Tuesday, November 4, 2014

As You Like It Theatre Review

Zoƫ Waites, Adina Verson and Andrew Weems (r) (Photo: Scott Suchman)

Wish I Could Like It

Perhaps this is one of those instances, when a more seasoned theatre critic could "see the forest for the trees." Me? I'm simple. Entertain me, and I'm happy. Bore me, and... Well, you've probably read enough of my reviews to know where that gets you. As You Like It, directed by the venerable Michael Attenborough opened the Shakespeare Theatre Company's eagerly anticipated new season last night with mixed results... moments of grandeur (namely Timothy D. Stickney) followed (and sadly overwhelmed) by a number of dull characters, listless performances and one of the barest sets I've seen in a long while.

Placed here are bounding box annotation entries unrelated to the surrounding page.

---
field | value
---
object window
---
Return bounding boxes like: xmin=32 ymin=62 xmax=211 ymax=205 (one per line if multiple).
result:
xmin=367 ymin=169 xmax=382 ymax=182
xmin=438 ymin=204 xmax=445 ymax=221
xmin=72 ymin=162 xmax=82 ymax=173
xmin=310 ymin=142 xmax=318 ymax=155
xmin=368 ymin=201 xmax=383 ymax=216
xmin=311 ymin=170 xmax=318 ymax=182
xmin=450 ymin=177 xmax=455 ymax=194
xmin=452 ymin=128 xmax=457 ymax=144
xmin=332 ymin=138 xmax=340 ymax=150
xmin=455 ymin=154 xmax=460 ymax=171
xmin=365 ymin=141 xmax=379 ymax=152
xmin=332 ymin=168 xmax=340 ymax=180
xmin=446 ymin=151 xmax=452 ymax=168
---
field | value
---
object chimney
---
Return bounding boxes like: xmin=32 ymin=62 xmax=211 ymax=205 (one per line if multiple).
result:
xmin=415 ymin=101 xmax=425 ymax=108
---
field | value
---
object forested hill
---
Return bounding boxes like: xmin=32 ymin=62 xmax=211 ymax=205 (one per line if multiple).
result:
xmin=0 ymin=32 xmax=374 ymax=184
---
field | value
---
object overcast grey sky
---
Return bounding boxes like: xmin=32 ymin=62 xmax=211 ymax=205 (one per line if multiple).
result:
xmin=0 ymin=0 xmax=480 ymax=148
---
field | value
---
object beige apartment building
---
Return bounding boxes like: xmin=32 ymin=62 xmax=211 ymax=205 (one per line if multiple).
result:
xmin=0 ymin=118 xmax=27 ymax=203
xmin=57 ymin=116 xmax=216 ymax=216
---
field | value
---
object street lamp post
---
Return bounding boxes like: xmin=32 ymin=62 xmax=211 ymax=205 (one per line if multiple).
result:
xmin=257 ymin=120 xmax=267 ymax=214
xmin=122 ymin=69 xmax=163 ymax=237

To be fair, As You Like It is one of my least favorite works by William Shakespeare. It ends (spoiler alert) in predictable Shakespeare fashion, where everyone gets paired off and married. As if multiple cases of wedded bliss could offset more than two hours of relative doom and gloom. After a stirring opening where brothers Orlando (Andrew Veenstra) and Oliver (Gregory Wooddell) do battle, with the help of a third party wrestler (Charles, performed most capably by the physically impressive Ian Bedford) As You Like It escapes descends into a bleak forest, where the aforementioned boredom takes hold.

In a nutshell, As You Like It appears to be all about banishment and love. Two strange bedfellows, if you ask me; but who am I, to argue with the Bard of Avon? Shakespeare (and in turn, Attenborough) nails the former (almost everyone in the play gets kicked into, or flees towards the Forest of Arden) but misses wildly on the latter. In fact, although clearly intended, I saw little evidence of comedy or romance throughout the almost three hour runtime. I couldn't help but notice the same handful of people (the kind you wouldn't want to get stuck talking to, at a party) laughing heartily at lines that were witty at best... snooty at worst. Either way, I didn't laugh once. As for romance, I struggled to find anything remotely passionate (outside of a brother's betrayal.)

Given that As You Like It is one of Shakespeare's most female-friendly plays, the first half (or third... intermission hit after just more than an hour) is conspicuously light on females. Attenborough-favorite Waites comes on strong later on; but by then, she's in disguise as a man. Not exactly Romeo and Juliet, is it? Try as they might, I just couldn't buy into Orlando and Rosalind as "an item." Adina Verson looks the part as Rosalind's cousin (and best pal) Celia, but delivers most of her lines with little-to-no pizazz.

On the other hand, Derek Smith dominates the stage as Jacques; but unlike his wonderful performance in last year's Much Ado About Nothing, his character appears content at being melancholy and pompous. He dances back and forth (complete with flowing scarf) across the barren stage/forest, pontificating to a group of depression-era schleppers. Even Shakespeare's famous "All the world's a stage" speech goes down with barely a whimper.

As for positives, Veenstra brings a strong, youthful energy that is otherwise woefully underrepresented (young people go to the theater too.) Jeff Brooks does a fine job as Orlando's servant Adam, who oddly ponies up his life savings (500 crowns) to continue a life of servitude (talk about job loyalty!) Why he does this, is a mystery to me; but when he cries out to Orlando, 'Why are you so virtuous? Why are you so loved?' you kinda get an idea of where he's coming from.

Best of all, Stickney dazzles in the dual role of Duke Frederick and Senior. His booming voice commands your attention throughout (which is more than I can say for just about everyone else) and he oozes power with each step... even while swapping roles on stage, in full view of the audience. He's by and far, the best part of the show. Think Darth Vader, only without the cool helmet and lightsaber.

Unfortunately, most of the good will ends there. I'm not sure what set and costume designer Jonathan Fensom was going for; but As You Like It is the worse for it. This particular version of the play screams out for splashes of color and life, yet Fensom delivers none of that (just the opposite, in fact.) Intervals of music (guitar solos) pop up here and there, but aren't very good. With so much dreariness about, you really start to feel the weight of the show's 2 3/4 hours (with a 15-minute intermission.) Ideally, you'd like to shorten it by a half an hour or so.

As You Like It plays through December 14th in the cozy confines of the Lansburgh Theater. Tickets range from $20 - $110 and are available online or at the box office. Next up for STC: The Tempest (one of my favorites) at Sidney Harman Hall, opening December 2nd through January 11, 2015.

Grade: C- (Despite strong performances from Stickney & Veenstra, it's hard to get past the play's dreary tones and lackluster set design.)